Wednesday, October 6, 2010

Piper on Missions

"Missions is not the ultimate goal of the church. Worship is. Missions exist because worship doesn't. Worship is ultimate, not missions, because God is ultimate, not man. When this age is over, and the countless millions of the redeemed fall on their faces before the throne of God, missions will be no more. It is a temporary necessity. But worship abides forever. Worship, therefore, is the fuel and goal of missions. It's the goal of missions because in missions we simply aim to bring the nations into the white-hot enjoyment of God's glory...But worship is also the fuel of missions. Passion for God in worship precedes the offer of God in preaching. You can't commend what you don't cherish...Where passion for God is weak, zeal for missions will be weak. Even outsiders feel the disparity between the boldness of our claim upon the nations and the blandness of our engagement with God."

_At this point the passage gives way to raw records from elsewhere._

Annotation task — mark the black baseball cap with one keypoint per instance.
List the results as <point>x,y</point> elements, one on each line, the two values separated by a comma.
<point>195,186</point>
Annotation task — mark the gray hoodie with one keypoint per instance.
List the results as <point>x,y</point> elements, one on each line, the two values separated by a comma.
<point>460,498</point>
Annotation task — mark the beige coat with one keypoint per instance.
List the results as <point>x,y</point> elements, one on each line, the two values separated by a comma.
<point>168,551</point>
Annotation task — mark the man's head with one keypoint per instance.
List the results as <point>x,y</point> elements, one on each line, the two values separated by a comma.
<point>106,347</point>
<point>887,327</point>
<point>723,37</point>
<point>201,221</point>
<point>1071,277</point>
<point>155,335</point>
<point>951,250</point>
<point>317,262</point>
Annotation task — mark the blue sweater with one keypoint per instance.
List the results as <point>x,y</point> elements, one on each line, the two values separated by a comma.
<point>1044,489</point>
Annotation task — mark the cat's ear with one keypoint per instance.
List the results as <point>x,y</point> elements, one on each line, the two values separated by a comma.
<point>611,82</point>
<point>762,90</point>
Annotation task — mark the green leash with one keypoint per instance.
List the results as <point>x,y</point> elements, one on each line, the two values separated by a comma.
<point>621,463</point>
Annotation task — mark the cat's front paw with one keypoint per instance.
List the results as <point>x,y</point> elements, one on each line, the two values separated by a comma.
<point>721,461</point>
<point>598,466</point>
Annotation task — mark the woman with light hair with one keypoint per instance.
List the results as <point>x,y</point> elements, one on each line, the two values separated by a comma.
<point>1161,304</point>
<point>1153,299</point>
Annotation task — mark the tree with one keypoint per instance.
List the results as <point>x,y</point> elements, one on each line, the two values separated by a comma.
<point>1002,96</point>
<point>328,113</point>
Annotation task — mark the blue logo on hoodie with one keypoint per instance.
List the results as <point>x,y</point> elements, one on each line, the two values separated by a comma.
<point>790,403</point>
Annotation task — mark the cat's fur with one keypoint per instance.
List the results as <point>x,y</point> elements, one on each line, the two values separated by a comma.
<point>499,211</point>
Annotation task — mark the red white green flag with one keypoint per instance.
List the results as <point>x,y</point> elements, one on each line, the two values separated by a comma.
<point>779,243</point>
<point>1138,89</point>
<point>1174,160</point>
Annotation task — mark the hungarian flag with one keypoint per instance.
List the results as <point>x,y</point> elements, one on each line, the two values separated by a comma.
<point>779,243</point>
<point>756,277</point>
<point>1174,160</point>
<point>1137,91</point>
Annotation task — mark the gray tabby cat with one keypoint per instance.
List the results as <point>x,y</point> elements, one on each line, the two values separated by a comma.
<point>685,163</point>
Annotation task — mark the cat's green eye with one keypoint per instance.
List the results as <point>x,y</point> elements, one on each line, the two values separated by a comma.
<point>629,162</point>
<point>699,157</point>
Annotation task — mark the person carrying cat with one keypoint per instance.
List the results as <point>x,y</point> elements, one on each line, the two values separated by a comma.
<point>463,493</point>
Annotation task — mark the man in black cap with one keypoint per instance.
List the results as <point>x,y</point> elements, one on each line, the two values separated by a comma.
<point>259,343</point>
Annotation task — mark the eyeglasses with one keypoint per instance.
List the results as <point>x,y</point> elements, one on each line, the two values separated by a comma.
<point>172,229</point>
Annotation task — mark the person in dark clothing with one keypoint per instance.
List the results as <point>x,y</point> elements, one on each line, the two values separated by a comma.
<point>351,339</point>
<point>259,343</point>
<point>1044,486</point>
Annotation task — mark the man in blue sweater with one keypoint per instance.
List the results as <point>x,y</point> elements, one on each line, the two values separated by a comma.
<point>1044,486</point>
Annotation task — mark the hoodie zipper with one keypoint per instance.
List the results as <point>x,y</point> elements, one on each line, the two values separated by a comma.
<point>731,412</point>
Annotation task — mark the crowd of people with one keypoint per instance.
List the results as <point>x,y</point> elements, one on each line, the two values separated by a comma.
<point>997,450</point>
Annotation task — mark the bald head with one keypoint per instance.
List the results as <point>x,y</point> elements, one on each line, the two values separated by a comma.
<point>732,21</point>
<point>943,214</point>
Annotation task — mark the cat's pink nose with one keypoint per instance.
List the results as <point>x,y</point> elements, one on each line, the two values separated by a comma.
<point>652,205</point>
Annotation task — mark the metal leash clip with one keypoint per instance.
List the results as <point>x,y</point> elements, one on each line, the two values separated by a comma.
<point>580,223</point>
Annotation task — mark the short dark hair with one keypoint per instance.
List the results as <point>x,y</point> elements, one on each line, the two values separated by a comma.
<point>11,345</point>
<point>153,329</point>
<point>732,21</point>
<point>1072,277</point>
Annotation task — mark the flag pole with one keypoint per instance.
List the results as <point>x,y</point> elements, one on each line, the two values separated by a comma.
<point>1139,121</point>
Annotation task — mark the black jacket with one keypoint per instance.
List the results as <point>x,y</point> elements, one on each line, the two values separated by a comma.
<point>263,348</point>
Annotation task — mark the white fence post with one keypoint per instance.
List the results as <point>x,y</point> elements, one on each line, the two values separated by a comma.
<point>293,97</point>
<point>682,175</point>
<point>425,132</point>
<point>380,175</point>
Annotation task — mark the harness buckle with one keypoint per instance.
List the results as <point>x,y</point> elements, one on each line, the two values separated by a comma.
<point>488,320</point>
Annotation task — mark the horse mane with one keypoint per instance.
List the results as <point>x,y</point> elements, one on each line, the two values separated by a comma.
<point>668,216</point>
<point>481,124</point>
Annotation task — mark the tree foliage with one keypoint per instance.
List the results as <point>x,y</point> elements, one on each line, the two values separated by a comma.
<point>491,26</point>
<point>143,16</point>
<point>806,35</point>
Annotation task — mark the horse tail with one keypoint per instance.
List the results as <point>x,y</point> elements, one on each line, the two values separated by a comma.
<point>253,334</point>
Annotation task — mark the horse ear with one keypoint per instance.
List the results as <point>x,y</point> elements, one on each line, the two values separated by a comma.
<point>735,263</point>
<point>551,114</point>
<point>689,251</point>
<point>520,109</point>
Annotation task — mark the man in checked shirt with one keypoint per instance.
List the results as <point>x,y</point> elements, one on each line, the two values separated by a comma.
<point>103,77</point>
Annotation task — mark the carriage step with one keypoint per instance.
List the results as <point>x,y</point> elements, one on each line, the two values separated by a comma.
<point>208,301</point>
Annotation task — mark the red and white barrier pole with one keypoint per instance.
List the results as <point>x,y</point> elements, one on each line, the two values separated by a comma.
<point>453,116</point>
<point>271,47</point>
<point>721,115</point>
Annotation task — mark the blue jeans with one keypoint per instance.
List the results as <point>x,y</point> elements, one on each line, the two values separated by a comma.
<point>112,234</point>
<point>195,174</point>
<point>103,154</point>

John Piper, Let The Nations Be Glad


The above quote from John Piper turns several questions in my mind. Have we made it possible for some churches to worship in "blandness" because the missing zeal is hidden by aggressive missionary endeavors? Are those endeavors really Christ-honoring if they are not driven by our passionate desire for God himself? Why have we allowed our churches, those particularly here in America, to often distance missions, both foreign and domestic, from the Gospel? If we tire of missions, do we realize that we are in essence tiring of worship? How are we motivating people to participate in missions? By guilt or grace? Can we honestly say that we are participants in genuine worship if we are not driven to show the glory of Jesus to all people, in all places?